Please listen for additional Important Safety Information later in this video, and see the Full Prescribing Information by clicking on the link in the transcript below this video.
Trintellix monotherapy was shown to reduce the overall symptoms of MDD across 6 short-term clinical studies, which was measured by the total score of the Hamilton Depression 24-item Rating Scale or the Montgomery-Asberg Depression Rating Scale.1 Those six clinical studies were randomized, double-blind, and placebo-controlled, over a 6- to 8-week duration. Patients were given a once-daily dosage of Trintellix, ranging from 5 mg to 20 mg.
The most common adverse reactions with an incidence of 5% or more and at least twice the rate of placebo in the 6- to 8-week studies were nausea, constipation, and vomiting.
In addition to the efficacy demonstrated in the six, short-term studies, Trintellix has been shown to improve speed of processing as measured by the Digit Symbol Substitution Test, or DSST in patients with MDD.1
The DSST is a neuropsychological test that most specifically measures processing speed, which is an aspect of cognitive function that may be impaired in MDD.1 Although the DSST is simple to use, it is not generally employed in my routine clinical practice. However, I believe it is useful in clinical research in order to objectively measure this important component of cognitive functioning.

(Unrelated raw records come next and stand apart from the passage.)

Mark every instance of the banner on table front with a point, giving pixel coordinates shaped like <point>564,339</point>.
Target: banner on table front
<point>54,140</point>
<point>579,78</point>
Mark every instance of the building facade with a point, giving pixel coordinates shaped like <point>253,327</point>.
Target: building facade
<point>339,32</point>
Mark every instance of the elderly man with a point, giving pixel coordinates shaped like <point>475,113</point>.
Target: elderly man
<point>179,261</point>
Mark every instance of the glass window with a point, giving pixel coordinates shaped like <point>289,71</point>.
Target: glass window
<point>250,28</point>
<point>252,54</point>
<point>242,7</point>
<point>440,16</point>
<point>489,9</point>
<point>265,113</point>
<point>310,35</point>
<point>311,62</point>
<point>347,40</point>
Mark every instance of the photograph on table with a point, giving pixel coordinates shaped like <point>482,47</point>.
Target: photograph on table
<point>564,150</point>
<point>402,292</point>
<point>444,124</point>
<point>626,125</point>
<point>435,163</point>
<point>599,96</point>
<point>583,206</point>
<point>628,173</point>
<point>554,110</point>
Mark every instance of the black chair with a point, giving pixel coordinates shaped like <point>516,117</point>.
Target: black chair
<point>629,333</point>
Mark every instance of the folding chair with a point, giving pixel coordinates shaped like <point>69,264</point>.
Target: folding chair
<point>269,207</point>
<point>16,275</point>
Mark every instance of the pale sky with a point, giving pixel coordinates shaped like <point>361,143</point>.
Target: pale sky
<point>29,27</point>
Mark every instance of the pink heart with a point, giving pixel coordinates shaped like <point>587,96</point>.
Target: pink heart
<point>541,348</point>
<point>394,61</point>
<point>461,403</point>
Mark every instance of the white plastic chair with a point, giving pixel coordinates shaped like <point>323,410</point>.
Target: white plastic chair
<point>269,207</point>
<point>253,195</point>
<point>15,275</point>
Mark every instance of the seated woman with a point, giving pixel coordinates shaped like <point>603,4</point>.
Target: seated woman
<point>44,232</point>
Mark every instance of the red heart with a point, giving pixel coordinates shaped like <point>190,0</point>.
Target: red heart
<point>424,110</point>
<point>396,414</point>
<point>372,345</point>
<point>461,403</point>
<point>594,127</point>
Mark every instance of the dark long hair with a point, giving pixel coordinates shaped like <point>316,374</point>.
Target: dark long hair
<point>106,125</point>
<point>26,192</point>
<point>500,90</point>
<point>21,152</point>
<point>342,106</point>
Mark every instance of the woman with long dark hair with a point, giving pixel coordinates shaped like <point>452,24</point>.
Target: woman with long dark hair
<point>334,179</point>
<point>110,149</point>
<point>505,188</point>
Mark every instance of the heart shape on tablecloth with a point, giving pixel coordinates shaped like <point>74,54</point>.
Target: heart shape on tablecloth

Trintellix's speed of processing data draw from two 8-week studies, numbered Study 7 and Study 8 in the product label. Both studies were randomized, double-blind, placebo-controlled, and assessed the effect of Trintellix on the number of correct responses on the DSST in patients aged 18-65 being treated for acute MDD.1,3,4 Patients in the Trintellix arm in Study 7 received Trintellix 10 mg/day or 20 mg/day, while patients in Study 8 received a flexible dose of Trintellix 10 mg or 20 mg daily. Study 7 randomized adult patients meeting the diagnostic criteria for recurrent MDD and Study 8 randomized adult patients meeting the diagnostic criteria for recurrent MDD and reporting subjective difficulty concentrating or slow thinking. Neither study included patients whose MDD was in remission, yet still continued to experience difficulty concentrating or slow thinking.1
Trintellix doses were statistically superior to placebo in improvement in the number of correct responses on the DSST, with observed P values less than 0.001 and 0.05 for Study 7 and Study 8, respectively.1,3,4,6 [However,] the effects observed on DSST may reflect a general improvement in depression.1 Trintellix is the only antidepressant that has data on speed of processing during the treatment of MDD in its U.S. Prescribing Information.5 Comparative studies have not been conducted to demonstrate a therapeutic advantage for Trintellix over other antidepressants on the DSST.1
Common adverse events, or AEs, as defined by an incidence greater than or equal to 5% for Trintellix in Study 7 were nausea and headache.3
Common AEs with an incidence greater than or equal to 5% for Trintellix in Study 8 were nausea, headache, and diarrhea.4
In one study two serious AEs were reported in the Trintellix group, and in the other study, one patient taking Trintellix attempted suicide.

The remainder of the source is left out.